Colomboscope together with the Geoffrey Bawa Trust and Kälam supported by EU National Institutes for Culture launch a two part residential workshop initiative. Scheduled to take place in June and September 2023. 

 

Forest School: Residential Workshop for emerging cultural practitioners I

The Forest School invites local visual artists and contemporary cultural practitioners across a range of disciplines to participate in an open and horizontal learning process including skill building, practical exercises led by artist mentors, group reading, spatial design and architecture. The overarching concerns will focus on communal processes of exchange around the forest as a site of interdependent ecologies, multispecies coexistence, indigenous knowledge and aural histories. Through volatile challenges in the island once again, this workshop endeavours to provide a space for resource exchange, refuge, and sustenance.
 


 

All Right Angles: Residential Workshop for emerging cultural practitioners II

September 23 - 26, 2023 (Lunuganga, Bentota)

This residential workshop, uses the garden as a lens for engagement with architecture, art, and ecology.

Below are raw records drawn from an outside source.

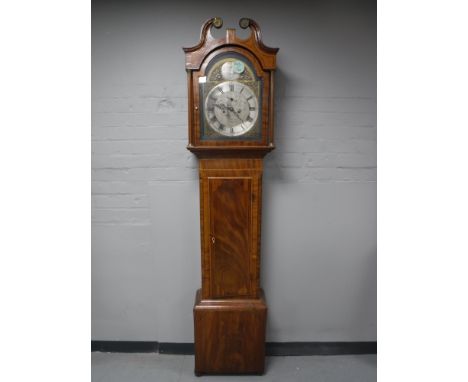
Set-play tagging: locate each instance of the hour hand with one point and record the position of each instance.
(220, 106)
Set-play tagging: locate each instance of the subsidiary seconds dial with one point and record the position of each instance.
(231, 108)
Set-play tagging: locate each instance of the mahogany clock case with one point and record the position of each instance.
(230, 309)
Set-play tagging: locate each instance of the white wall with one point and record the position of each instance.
(319, 219)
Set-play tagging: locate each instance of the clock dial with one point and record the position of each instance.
(231, 108)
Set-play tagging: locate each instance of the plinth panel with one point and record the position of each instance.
(230, 335)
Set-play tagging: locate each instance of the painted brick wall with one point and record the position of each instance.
(318, 234)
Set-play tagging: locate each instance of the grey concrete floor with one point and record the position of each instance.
(146, 367)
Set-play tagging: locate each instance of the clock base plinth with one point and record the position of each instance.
(230, 335)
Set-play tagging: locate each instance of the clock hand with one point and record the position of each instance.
(221, 106)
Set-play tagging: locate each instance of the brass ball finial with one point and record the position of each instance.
(244, 22)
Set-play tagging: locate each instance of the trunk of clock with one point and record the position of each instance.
(230, 310)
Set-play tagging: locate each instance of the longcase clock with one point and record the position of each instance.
(230, 113)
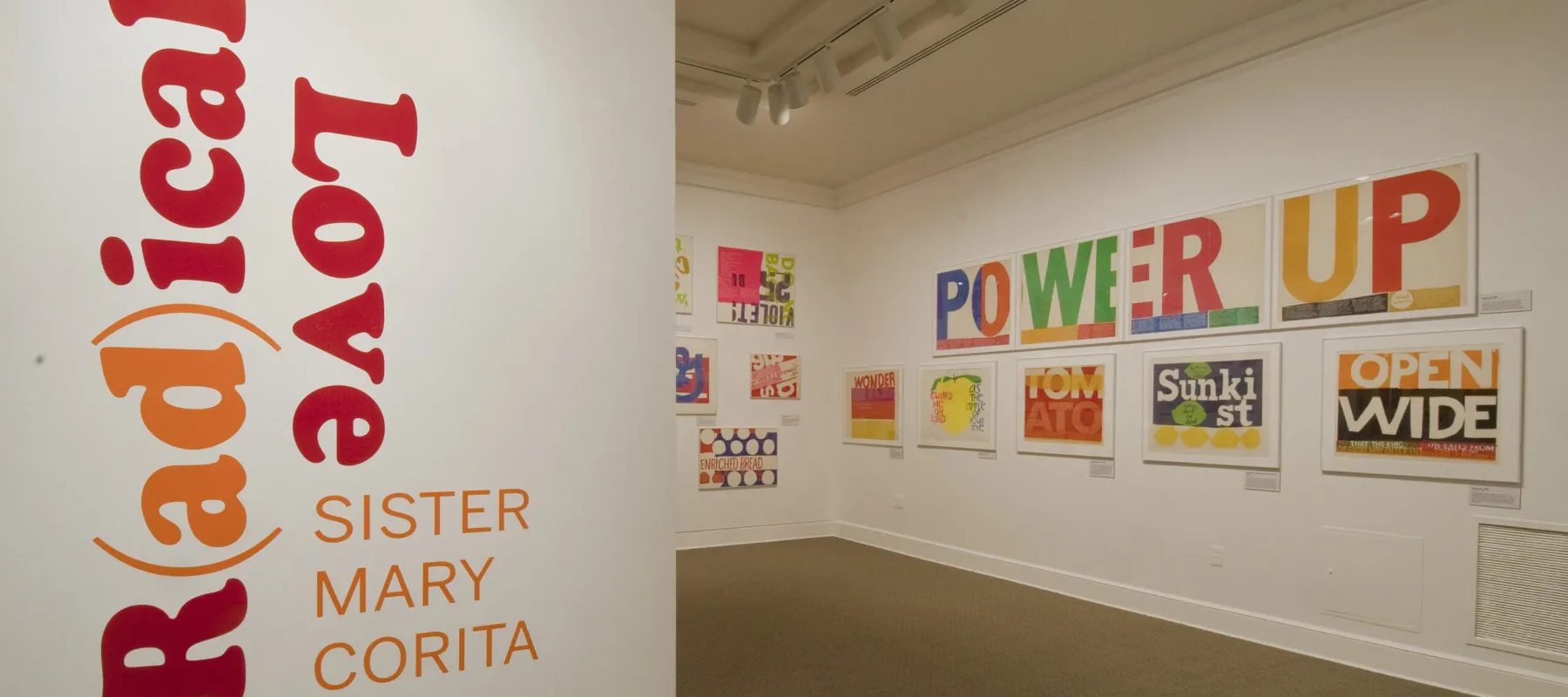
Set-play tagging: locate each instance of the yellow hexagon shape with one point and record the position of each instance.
(1195, 436)
(1252, 438)
(1225, 438)
(1166, 436)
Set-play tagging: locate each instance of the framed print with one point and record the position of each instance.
(956, 405)
(756, 288)
(684, 275)
(775, 376)
(1440, 405)
(695, 360)
(974, 307)
(1065, 405)
(1199, 275)
(1213, 405)
(870, 405)
(1066, 293)
(737, 459)
(1383, 247)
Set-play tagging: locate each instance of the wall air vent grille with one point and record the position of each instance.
(963, 31)
(1521, 589)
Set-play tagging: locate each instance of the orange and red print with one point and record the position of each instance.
(196, 256)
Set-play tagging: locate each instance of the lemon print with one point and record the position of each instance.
(1252, 438)
(1195, 436)
(956, 399)
(1166, 436)
(1225, 438)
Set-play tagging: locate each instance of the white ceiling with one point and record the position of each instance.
(1034, 54)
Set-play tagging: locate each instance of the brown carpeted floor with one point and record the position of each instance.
(831, 618)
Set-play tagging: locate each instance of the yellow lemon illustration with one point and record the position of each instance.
(1252, 438)
(1225, 438)
(956, 397)
(1166, 436)
(1195, 436)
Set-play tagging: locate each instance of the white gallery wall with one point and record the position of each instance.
(1438, 80)
(491, 360)
(807, 452)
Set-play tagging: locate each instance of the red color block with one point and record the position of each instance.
(1098, 330)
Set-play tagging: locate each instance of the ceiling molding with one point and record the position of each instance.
(1286, 29)
(719, 178)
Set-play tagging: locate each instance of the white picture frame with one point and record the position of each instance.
(1105, 448)
(1350, 383)
(1360, 295)
(860, 434)
(966, 430)
(709, 380)
(1168, 442)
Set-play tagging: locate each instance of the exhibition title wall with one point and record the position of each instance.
(286, 424)
(1037, 234)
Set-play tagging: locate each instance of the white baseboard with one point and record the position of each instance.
(750, 536)
(1402, 661)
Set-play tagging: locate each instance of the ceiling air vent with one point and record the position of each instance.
(963, 31)
(1521, 587)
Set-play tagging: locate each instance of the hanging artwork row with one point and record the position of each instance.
(1391, 245)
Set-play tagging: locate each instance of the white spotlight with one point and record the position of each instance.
(778, 109)
(827, 70)
(888, 37)
(747, 105)
(794, 91)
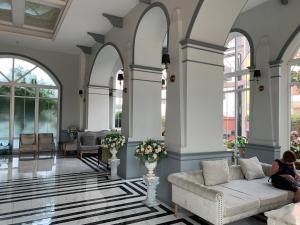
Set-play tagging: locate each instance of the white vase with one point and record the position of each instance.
(113, 152)
(150, 167)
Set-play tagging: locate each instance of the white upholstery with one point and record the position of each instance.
(228, 202)
(209, 174)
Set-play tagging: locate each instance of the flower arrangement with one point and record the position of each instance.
(150, 151)
(113, 140)
(295, 143)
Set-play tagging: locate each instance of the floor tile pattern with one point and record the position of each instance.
(70, 191)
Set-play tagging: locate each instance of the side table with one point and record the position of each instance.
(287, 215)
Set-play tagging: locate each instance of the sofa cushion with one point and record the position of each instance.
(88, 140)
(236, 173)
(236, 202)
(251, 168)
(215, 172)
(259, 188)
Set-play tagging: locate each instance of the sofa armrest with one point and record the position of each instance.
(195, 187)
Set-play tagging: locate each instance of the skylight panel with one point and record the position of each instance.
(41, 16)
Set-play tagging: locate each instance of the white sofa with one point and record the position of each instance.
(228, 202)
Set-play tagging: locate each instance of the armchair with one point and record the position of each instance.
(46, 142)
(89, 142)
(28, 143)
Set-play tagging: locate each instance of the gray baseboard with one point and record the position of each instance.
(265, 154)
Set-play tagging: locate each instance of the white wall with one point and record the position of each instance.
(66, 69)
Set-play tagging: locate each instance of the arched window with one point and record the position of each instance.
(118, 100)
(29, 100)
(294, 82)
(236, 88)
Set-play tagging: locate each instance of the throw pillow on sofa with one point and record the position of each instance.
(251, 168)
(215, 172)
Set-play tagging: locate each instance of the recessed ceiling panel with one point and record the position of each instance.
(6, 10)
(41, 16)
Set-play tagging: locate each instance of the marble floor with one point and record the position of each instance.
(54, 190)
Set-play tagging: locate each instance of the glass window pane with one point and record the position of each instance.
(5, 10)
(48, 114)
(229, 84)
(22, 68)
(229, 116)
(25, 91)
(48, 93)
(6, 67)
(243, 99)
(4, 118)
(24, 117)
(42, 16)
(4, 90)
(243, 81)
(37, 76)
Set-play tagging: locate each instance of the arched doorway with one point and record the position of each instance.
(29, 99)
(103, 94)
(236, 102)
(150, 41)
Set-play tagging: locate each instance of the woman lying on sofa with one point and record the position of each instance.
(285, 176)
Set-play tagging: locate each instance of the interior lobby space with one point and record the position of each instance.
(150, 112)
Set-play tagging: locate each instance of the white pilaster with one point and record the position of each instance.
(203, 97)
(98, 108)
(145, 114)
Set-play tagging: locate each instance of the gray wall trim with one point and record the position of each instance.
(99, 87)
(188, 41)
(287, 43)
(96, 56)
(85, 49)
(275, 63)
(199, 155)
(194, 17)
(54, 76)
(146, 1)
(153, 81)
(265, 154)
(165, 10)
(145, 68)
(100, 38)
(201, 62)
(116, 21)
(247, 35)
(202, 49)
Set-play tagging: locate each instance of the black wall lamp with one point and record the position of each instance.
(165, 60)
(257, 77)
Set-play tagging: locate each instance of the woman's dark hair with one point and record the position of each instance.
(289, 156)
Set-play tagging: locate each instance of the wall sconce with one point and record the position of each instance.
(80, 92)
(257, 77)
(120, 78)
(165, 60)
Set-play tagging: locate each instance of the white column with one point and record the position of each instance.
(203, 97)
(145, 113)
(98, 108)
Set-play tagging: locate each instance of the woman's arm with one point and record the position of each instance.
(275, 168)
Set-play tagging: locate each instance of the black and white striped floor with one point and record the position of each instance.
(70, 191)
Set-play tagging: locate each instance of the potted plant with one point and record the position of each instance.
(113, 141)
(241, 142)
(150, 152)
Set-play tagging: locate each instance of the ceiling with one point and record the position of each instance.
(252, 4)
(80, 17)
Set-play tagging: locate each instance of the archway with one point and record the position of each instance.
(101, 91)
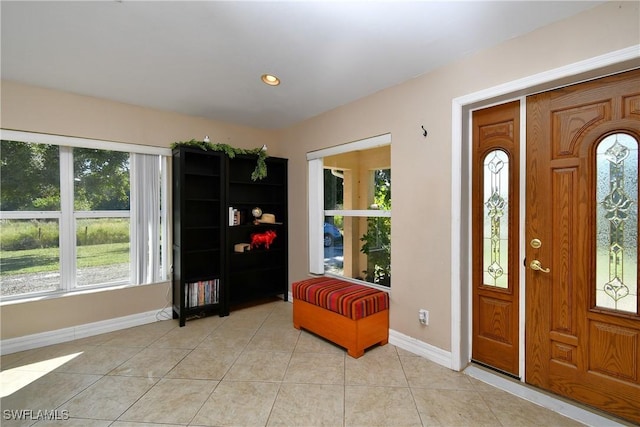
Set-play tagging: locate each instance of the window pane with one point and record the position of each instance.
(333, 189)
(102, 251)
(358, 247)
(496, 219)
(617, 223)
(29, 177)
(30, 256)
(101, 180)
(366, 243)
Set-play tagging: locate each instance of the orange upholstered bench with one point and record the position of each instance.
(353, 316)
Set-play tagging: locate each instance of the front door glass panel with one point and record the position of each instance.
(617, 223)
(495, 240)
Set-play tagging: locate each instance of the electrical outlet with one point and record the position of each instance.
(423, 316)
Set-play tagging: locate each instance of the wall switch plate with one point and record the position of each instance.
(423, 316)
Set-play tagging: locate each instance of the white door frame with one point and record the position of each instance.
(461, 315)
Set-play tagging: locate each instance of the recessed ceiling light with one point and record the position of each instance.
(270, 79)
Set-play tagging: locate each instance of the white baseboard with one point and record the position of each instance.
(28, 342)
(428, 351)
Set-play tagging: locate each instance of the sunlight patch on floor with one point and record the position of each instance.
(14, 379)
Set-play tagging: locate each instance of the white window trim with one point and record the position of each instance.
(67, 223)
(316, 199)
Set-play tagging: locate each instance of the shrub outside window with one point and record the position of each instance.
(350, 211)
(77, 213)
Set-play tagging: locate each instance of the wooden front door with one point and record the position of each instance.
(495, 201)
(582, 311)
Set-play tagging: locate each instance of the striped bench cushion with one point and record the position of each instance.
(342, 297)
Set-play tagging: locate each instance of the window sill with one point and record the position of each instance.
(12, 300)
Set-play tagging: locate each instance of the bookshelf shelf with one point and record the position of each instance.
(208, 275)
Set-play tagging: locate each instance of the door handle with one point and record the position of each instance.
(537, 265)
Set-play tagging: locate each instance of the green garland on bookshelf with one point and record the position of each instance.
(259, 172)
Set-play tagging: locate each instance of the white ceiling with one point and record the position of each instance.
(205, 58)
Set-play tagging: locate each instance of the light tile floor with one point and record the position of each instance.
(251, 368)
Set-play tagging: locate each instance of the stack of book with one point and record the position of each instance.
(202, 292)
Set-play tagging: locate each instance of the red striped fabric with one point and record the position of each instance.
(348, 299)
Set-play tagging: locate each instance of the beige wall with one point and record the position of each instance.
(34, 109)
(421, 226)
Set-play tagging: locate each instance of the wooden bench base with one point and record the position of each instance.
(354, 335)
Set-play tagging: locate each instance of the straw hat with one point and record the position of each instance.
(267, 219)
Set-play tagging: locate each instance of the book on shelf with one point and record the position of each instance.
(202, 292)
(236, 216)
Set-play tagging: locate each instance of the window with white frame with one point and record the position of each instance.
(78, 213)
(350, 211)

A range of local and international facilitators will take 11 participants, selected through an open call, through sessions on building a speculative counter-archive with Setareh Noorani (Netherlands), experiencing the garden through an ecological lens with Prof. Sarath Kotagama (Sri Lanka), and uncovering bodies as repositories of knowledge with Umeshi Rajeendra (Sri Lanka). Guided sessions will be interspersed with boat excursions to the Honduwa island for sightings of Hog Deer at dawn, opening up acts of active reading and exchange with Colomboscope in the “To Lunuganga” reading room, star gazing and a special film screening of 'Bawa's Garden' (2022). Hailing from Jaffna, Monaragala, Badulla, Batticaloa, Aluthgama and Colombo, the cohort consists of emerging architecture students, architects, artists and designers.

Creative Island: Project Background

Sri Lanka’s ethnically and socially diverse communities are massively affected by the ongoing political and economic crises. This project takes account of these realities while broadening the possibilities of creating safe spaces for artistic expression, horizontal cultural education and inspiring youth focused dialogues with EU based creative experts and producers through distinctive models that combine workshops with residency models and open studios.

The themes draw upon the forest as a site of pluralistic ecologies of regeneration, multispecies coexistence, indigenous knowledge and post-war sustainability. In referencing the forest as a sensory architecture that is a world in itself (Ursula K. Le Guin), elements of social and environmental justice become entwined. The earliest sites of learning too have been in these dense grounds and so too have legacies of violence. Given the cultural relations’ experience of all partners involved, this will propel innovative working environments and daring imagination. Located in two different provinces, the sites for the workshops will develop into spaces for new forms of mutual learning, for professionalization and upskilling of the participants.

EUNIC Support

Creative Island – From Forest School to Sensory Architectures is a project by EUNIC Sri Lanka,. Colomboscope, the Geoffrey Bawa Trust and Kälam (Jaffna). EUNIC — European Union National Institutes for Culture — is Europe’s network of national cultural institutes and organizations, with 36 members from all EU member states and associated countries. EUNIC Sri Lanka - consisting of the Alliance Française, the Goethe-Institut, the British Council, the Italian Embassy, and the Dutch Embassy - adopts an integrated approach to building cultural relations and creative collaborations and supporting diversity.